Social insect colonies are among the most complex social organisations in nature, with reproductive and non-reproductive individuals co-ordinating to maintain the survival of the colony.

Multiple reproductive schemes occur in social insects, from simple schemes with one founding reproductive pair, to more complex ones involving within-colony inbreeding and more than two unrelated reproductives.

Colony breeding schemes and genetic structure remain understudied in termites, compared to the Hymenoptera. In this study, we performed the first genetic characterisation of the colony breeding structure of Nasutitermes exitiosus (Blattodea: Termitidae), an endemic Australian termite with a broad distribution across southern mainland Australia.
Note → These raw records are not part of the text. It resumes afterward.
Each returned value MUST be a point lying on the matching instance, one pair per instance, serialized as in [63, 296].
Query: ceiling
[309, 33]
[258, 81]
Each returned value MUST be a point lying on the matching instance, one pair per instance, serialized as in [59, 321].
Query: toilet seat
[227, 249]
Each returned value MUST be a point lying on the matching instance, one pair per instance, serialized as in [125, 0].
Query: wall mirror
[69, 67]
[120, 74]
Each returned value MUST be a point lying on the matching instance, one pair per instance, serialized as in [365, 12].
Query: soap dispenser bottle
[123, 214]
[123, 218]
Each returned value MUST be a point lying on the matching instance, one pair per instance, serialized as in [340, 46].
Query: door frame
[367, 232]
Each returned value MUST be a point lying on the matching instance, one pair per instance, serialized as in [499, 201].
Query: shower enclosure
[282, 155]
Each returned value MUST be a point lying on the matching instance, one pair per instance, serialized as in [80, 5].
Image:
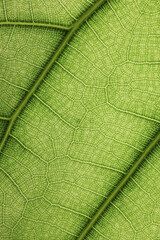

We analysed the genetic structure of 60 N. exitiosus colonies from the Eastern part of its distribution, using microsatellites and mitochondrial sequence data. We found that most colonies were headed by one founding pair of reproductives, although some colonies exhibited a more complex breeding structure, including within-colony inbreeding and the presence of multiple unrelated reproductives.

We found evidence for the presence of seven unrelated queens in one colony, to our knowledge, the highest number of unrelated queens yet found in a termite from the family Termitidae. We found some evidence for genetic isolation by distance, indicating that the species is a relatively poor disperser over long ranges.